Compared a ptx file from a return true vs a return false. There are tons of differences in the ptx files. Seems really strange.

seibert · May 9, 2011, 2:31pm

Is there a big length difference in the PTX files? I’m curious if the dead-code optimizer is doing something here…

jmnet · May 9, 2011, 3:27pm

Yes, there is a big difference.

The good code has 4550 lines in the ptx file and is 138KB in size.

The bad code has 10357 lines in the ptx file and is 296KB in size.

So changing a “return false” to a “return true” is causing the underlying code to more than double in size. Obviously alot more code to execute is reduced performance.

I’m up for any suggestions. I’ve been trying weird stuff in the code to get around this, but I shouldn’t have to change simple code to confusing code to fix something like this.

Thanks.

tera · May 9, 2011, 3:43pm

I’ll keep up my previous suggestion. Even if some condition can lead to a [font=“Courier New”]return true;[/font], any conditions after that don’t need to be evaluated.

seibert · May 9, 2011, 5:15pm

At this point, you might have a genuine compiler bug on your hands (the CUDA compiler is fairly agressive, and might have gone too far), so reducing the problem to a test case for the compiler team would be the next step.

jmnet · May 9, 2011, 7:22pm

I did change around the logic to do what you stated. The final result, is that if I specify a return true whether I hit it or not in the logic cause the huge performance loss.
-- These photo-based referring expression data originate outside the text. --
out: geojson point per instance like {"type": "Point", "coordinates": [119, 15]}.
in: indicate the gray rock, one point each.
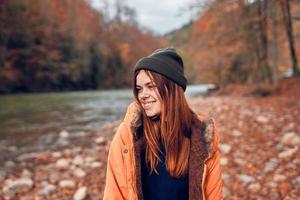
{"type": "Point", "coordinates": [79, 173]}
{"type": "Point", "coordinates": [225, 148]}
{"type": "Point", "coordinates": [78, 160]}
{"type": "Point", "coordinates": [236, 133]}
{"type": "Point", "coordinates": [26, 173]}
{"type": "Point", "coordinates": [279, 177]}
{"type": "Point", "coordinates": [240, 161]}
{"type": "Point", "coordinates": [288, 153]}
{"type": "Point", "coordinates": [80, 194]}
{"type": "Point", "coordinates": [262, 119]}
{"type": "Point", "coordinates": [10, 164]}
{"type": "Point", "coordinates": [254, 187]}
{"type": "Point", "coordinates": [291, 139]}
{"type": "Point", "coordinates": [100, 140]}
{"type": "Point", "coordinates": [270, 165]}
{"type": "Point", "coordinates": [13, 186]}
{"type": "Point", "coordinates": [296, 182]}
{"type": "Point", "coordinates": [67, 184]}
{"type": "Point", "coordinates": [27, 156]}
{"type": "Point", "coordinates": [47, 190]}
{"type": "Point", "coordinates": [62, 163]}
{"type": "Point", "coordinates": [245, 178]}
{"type": "Point", "coordinates": [56, 154]}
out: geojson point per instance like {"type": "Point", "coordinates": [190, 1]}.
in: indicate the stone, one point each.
{"type": "Point", "coordinates": [236, 133]}
{"type": "Point", "coordinates": [64, 134]}
{"type": "Point", "coordinates": [26, 173]}
{"type": "Point", "coordinates": [79, 173]}
{"type": "Point", "coordinates": [279, 177]}
{"type": "Point", "coordinates": [296, 182]}
{"type": "Point", "coordinates": [80, 194]}
{"type": "Point", "coordinates": [10, 164]}
{"type": "Point", "coordinates": [67, 184]}
{"type": "Point", "coordinates": [78, 160]}
{"type": "Point", "coordinates": [239, 161]}
{"type": "Point", "coordinates": [245, 178]}
{"type": "Point", "coordinates": [290, 139]}
{"type": "Point", "coordinates": [96, 164]}
{"type": "Point", "coordinates": [270, 165]}
{"type": "Point", "coordinates": [62, 163]}
{"type": "Point", "coordinates": [262, 119]}
{"type": "Point", "coordinates": [56, 154]}
{"type": "Point", "coordinates": [13, 186]}
{"type": "Point", "coordinates": [225, 148]}
{"type": "Point", "coordinates": [47, 190]}
{"type": "Point", "coordinates": [254, 187]}
{"type": "Point", "coordinates": [288, 153]}
{"type": "Point", "coordinates": [100, 140]}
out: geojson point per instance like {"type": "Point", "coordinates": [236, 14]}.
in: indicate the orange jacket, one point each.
{"type": "Point", "coordinates": [123, 176]}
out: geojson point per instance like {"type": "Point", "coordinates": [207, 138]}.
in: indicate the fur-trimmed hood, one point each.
{"type": "Point", "coordinates": [203, 146]}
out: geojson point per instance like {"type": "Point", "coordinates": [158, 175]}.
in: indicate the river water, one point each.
{"type": "Point", "coordinates": [26, 118]}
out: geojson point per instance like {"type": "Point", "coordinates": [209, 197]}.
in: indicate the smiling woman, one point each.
{"type": "Point", "coordinates": [162, 149]}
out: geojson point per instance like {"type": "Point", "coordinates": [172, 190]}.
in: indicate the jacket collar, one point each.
{"type": "Point", "coordinates": [201, 140]}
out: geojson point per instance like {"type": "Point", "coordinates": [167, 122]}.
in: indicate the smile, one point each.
{"type": "Point", "coordinates": [147, 105]}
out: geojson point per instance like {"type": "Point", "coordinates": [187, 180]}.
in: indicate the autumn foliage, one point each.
{"type": "Point", "coordinates": [66, 45]}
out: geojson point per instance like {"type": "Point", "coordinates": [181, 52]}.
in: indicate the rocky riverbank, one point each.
{"type": "Point", "coordinates": [259, 141]}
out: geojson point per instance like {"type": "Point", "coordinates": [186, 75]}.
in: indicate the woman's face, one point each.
{"type": "Point", "coordinates": [148, 94]}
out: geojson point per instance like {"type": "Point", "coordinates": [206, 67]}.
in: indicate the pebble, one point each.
{"type": "Point", "coordinates": [262, 119]}
{"type": "Point", "coordinates": [290, 139]}
{"type": "Point", "coordinates": [239, 161]}
{"type": "Point", "coordinates": [10, 164]}
{"type": "Point", "coordinates": [279, 177]}
{"type": "Point", "coordinates": [67, 184]}
{"type": "Point", "coordinates": [225, 148]}
{"type": "Point", "coordinates": [12, 186]}
{"type": "Point", "coordinates": [80, 194]}
{"type": "Point", "coordinates": [26, 173]}
{"type": "Point", "coordinates": [100, 140]}
{"type": "Point", "coordinates": [288, 153]}
{"type": "Point", "coordinates": [96, 164]}
{"type": "Point", "coordinates": [47, 190]}
{"type": "Point", "coordinates": [254, 187]}
{"type": "Point", "coordinates": [78, 160]}
{"type": "Point", "coordinates": [236, 133]}
{"type": "Point", "coordinates": [270, 165]}
{"type": "Point", "coordinates": [56, 154]}
{"type": "Point", "coordinates": [79, 173]}
{"type": "Point", "coordinates": [62, 163]}
{"type": "Point", "coordinates": [296, 182]}
{"type": "Point", "coordinates": [64, 134]}
{"type": "Point", "coordinates": [245, 178]}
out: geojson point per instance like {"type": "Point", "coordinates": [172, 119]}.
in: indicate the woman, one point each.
{"type": "Point", "coordinates": [162, 149]}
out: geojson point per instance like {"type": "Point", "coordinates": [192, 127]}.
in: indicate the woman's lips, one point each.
{"type": "Point", "coordinates": [148, 105]}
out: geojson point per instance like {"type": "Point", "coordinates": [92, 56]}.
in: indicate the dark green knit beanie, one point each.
{"type": "Point", "coordinates": [166, 62]}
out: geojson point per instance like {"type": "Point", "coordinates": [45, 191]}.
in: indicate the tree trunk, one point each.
{"type": "Point", "coordinates": [287, 19]}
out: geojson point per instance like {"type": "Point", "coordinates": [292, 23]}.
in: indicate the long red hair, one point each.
{"type": "Point", "coordinates": [172, 128]}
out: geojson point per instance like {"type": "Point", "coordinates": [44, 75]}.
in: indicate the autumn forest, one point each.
{"type": "Point", "coordinates": [58, 45]}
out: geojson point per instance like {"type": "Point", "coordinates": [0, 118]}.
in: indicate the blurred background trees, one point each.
{"type": "Point", "coordinates": [56, 45]}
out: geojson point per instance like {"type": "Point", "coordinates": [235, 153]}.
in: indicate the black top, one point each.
{"type": "Point", "coordinates": [162, 186]}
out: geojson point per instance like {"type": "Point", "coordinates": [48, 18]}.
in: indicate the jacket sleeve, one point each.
{"type": "Point", "coordinates": [213, 183]}
{"type": "Point", "coordinates": [115, 185]}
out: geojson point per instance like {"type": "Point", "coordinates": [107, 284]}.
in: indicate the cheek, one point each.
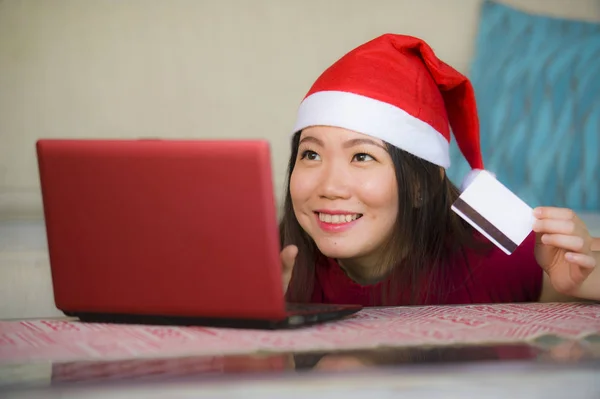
{"type": "Point", "coordinates": [380, 193]}
{"type": "Point", "coordinates": [300, 186]}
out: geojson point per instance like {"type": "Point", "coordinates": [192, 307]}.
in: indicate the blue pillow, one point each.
{"type": "Point", "coordinates": [537, 85]}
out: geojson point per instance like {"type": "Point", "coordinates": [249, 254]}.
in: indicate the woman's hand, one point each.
{"type": "Point", "coordinates": [563, 248]}
{"type": "Point", "coordinates": [288, 258]}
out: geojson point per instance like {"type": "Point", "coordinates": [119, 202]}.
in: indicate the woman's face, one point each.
{"type": "Point", "coordinates": [344, 192]}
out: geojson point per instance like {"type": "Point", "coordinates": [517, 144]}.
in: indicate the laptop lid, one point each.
{"type": "Point", "coordinates": [167, 227]}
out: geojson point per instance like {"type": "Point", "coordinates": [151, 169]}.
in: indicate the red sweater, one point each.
{"type": "Point", "coordinates": [493, 277]}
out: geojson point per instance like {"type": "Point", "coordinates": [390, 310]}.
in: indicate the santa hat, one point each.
{"type": "Point", "coordinates": [394, 88]}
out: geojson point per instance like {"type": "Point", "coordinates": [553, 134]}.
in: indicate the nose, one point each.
{"type": "Point", "coordinates": [334, 182]}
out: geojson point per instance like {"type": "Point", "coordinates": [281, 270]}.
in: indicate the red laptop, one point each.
{"type": "Point", "coordinates": [167, 232]}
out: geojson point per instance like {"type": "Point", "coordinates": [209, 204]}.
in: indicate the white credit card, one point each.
{"type": "Point", "coordinates": [496, 212]}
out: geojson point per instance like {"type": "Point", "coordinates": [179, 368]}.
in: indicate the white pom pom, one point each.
{"type": "Point", "coordinates": [471, 176]}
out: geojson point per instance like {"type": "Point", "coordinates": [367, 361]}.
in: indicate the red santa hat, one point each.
{"type": "Point", "coordinates": [394, 88]}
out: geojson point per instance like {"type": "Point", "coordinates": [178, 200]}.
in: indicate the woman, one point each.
{"type": "Point", "coordinates": [367, 215]}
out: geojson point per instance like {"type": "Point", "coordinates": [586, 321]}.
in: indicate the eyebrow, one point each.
{"type": "Point", "coordinates": [347, 144]}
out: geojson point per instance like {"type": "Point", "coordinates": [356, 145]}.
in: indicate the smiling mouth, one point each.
{"type": "Point", "coordinates": [338, 219]}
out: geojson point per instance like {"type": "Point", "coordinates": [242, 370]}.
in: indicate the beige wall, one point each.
{"type": "Point", "coordinates": [192, 68]}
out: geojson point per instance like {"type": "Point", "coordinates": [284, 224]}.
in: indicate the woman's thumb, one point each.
{"type": "Point", "coordinates": [288, 257]}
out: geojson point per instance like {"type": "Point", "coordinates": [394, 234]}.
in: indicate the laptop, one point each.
{"type": "Point", "coordinates": [177, 232]}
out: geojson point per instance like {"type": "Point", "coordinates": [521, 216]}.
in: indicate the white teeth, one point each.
{"type": "Point", "coordinates": [337, 219]}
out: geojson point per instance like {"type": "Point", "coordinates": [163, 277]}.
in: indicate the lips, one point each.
{"type": "Point", "coordinates": [338, 218]}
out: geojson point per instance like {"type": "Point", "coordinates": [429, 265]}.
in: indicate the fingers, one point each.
{"type": "Point", "coordinates": [582, 260]}
{"type": "Point", "coordinates": [567, 242]}
{"type": "Point", "coordinates": [555, 226]}
{"type": "Point", "coordinates": [548, 212]}
{"type": "Point", "coordinates": [288, 257]}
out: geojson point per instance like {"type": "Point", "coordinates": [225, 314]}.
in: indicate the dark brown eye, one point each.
{"type": "Point", "coordinates": [310, 155]}
{"type": "Point", "coordinates": [362, 157]}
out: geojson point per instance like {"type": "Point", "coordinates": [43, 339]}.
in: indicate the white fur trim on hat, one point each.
{"type": "Point", "coordinates": [377, 119]}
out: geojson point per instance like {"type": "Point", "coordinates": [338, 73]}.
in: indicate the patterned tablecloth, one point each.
{"type": "Point", "coordinates": [67, 340]}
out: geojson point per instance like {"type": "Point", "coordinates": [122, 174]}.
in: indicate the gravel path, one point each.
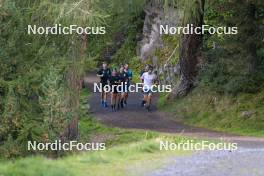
{"type": "Point", "coordinates": [242, 162]}
{"type": "Point", "coordinates": [248, 160]}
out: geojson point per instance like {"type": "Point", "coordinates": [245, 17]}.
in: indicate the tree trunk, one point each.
{"type": "Point", "coordinates": [251, 47]}
{"type": "Point", "coordinates": [190, 50]}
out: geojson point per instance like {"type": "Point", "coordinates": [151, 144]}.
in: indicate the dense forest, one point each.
{"type": "Point", "coordinates": [218, 80]}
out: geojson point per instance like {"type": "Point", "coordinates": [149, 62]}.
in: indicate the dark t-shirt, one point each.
{"type": "Point", "coordinates": [106, 74]}
{"type": "Point", "coordinates": [114, 80]}
{"type": "Point", "coordinates": [124, 77]}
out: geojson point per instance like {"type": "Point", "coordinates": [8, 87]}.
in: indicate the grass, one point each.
{"type": "Point", "coordinates": [206, 109]}
{"type": "Point", "coordinates": [128, 152]}
{"type": "Point", "coordinates": [133, 158]}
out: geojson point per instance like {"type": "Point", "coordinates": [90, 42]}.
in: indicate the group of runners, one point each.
{"type": "Point", "coordinates": [123, 77]}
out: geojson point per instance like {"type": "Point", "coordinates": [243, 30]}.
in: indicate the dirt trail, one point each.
{"type": "Point", "coordinates": [135, 117]}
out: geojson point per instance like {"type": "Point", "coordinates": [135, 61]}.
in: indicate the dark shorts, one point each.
{"type": "Point", "coordinates": [103, 84]}
{"type": "Point", "coordinates": [147, 91]}
{"type": "Point", "coordinates": [114, 89]}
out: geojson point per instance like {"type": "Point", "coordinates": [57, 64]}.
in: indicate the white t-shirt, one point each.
{"type": "Point", "coordinates": [148, 79]}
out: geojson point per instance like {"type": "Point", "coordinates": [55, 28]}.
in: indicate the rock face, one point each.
{"type": "Point", "coordinates": [156, 15]}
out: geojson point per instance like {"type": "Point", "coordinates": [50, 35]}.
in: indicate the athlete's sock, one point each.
{"type": "Point", "coordinates": [105, 104]}
{"type": "Point", "coordinates": [122, 104]}
{"type": "Point", "coordinates": [143, 103]}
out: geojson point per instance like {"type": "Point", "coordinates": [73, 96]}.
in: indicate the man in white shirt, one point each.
{"type": "Point", "coordinates": [149, 79]}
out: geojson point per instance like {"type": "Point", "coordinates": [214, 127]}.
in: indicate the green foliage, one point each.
{"type": "Point", "coordinates": [53, 103]}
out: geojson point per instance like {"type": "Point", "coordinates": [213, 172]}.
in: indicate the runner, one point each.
{"type": "Point", "coordinates": [146, 68]}
{"type": "Point", "coordinates": [124, 78]}
{"type": "Point", "coordinates": [114, 82]}
{"type": "Point", "coordinates": [149, 79]}
{"type": "Point", "coordinates": [129, 74]}
{"type": "Point", "coordinates": [104, 73]}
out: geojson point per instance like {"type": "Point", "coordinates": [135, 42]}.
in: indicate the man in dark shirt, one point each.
{"type": "Point", "coordinates": [114, 82]}
{"type": "Point", "coordinates": [104, 73]}
{"type": "Point", "coordinates": [124, 79]}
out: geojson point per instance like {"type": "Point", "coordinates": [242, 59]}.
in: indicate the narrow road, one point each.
{"type": "Point", "coordinates": [247, 160]}
{"type": "Point", "coordinates": [135, 117]}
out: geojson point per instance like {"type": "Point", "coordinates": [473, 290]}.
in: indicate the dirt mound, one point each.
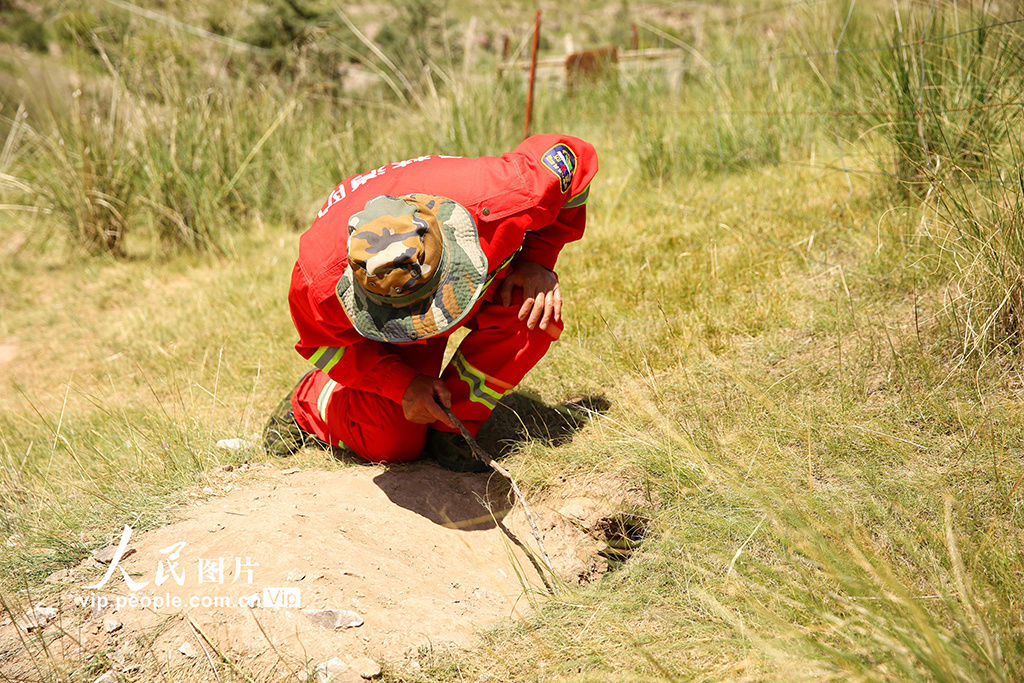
{"type": "Point", "coordinates": [292, 569]}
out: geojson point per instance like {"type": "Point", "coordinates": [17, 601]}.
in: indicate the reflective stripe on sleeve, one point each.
{"type": "Point", "coordinates": [478, 390]}
{"type": "Point", "coordinates": [579, 200]}
{"type": "Point", "coordinates": [325, 397]}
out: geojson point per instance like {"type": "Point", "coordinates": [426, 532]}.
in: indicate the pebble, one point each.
{"type": "Point", "coordinates": [37, 617]}
{"type": "Point", "coordinates": [233, 443]}
{"type": "Point", "coordinates": [58, 577]}
{"type": "Point", "coordinates": [334, 619]}
{"type": "Point", "coordinates": [336, 670]}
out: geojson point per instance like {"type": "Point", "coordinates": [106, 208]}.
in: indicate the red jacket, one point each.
{"type": "Point", "coordinates": [526, 198]}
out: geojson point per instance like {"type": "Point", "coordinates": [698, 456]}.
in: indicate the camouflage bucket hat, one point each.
{"type": "Point", "coordinates": [415, 267]}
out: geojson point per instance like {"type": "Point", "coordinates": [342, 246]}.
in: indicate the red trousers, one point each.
{"type": "Point", "coordinates": [497, 353]}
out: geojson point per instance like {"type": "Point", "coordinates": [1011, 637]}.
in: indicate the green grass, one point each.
{"type": "Point", "coordinates": [811, 375]}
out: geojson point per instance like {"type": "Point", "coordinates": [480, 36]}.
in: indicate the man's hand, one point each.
{"type": "Point", "coordinates": [542, 297]}
{"type": "Point", "coordinates": [420, 401]}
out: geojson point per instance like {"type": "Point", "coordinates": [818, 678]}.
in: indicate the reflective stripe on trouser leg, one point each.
{"type": "Point", "coordinates": [478, 381]}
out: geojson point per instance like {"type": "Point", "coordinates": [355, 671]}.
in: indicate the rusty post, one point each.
{"type": "Point", "coordinates": [532, 74]}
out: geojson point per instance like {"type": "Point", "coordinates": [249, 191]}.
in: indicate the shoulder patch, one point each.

jmnet · May 10, 2011, 12:18am

I started to break down my code in order to submit a test case for the failing code. Strangely, when I got to a certain point of eliminating code, the performance returned. So it is not limited to by any particular command. In this case I removed a function that returned a void that gave the performance back. Wondering now if there is something about memory usage or something like that. I do have a good bit of local variables but they are not memory intensive. Things like counters, integers for loops and small char arrays. Should they be moved to shared memory? What are the limitations?

Thanks.

tera · May 10, 2011, 12:38am

What does nvcc print when compiling with --ptxas-options=-v for the slow and the fast versions?

jmnet · May 10, 2011, 2:06am

Here is what I’m seeing…

fast version

1>ptxas info : Compiling entry function ‘_Z10GoCalculateP16stcInterfaceDataPbPh’ for ‘sm_20’

1>ptxas info : Used 24 registers, 2808+0 bytes smem, 56 bytes cmem[0]

slow version

1>ptxas info : Compiling entry function ‘_Z10GoCalculateP16stcInterfaceDataPbPh’ for ‘sm_20’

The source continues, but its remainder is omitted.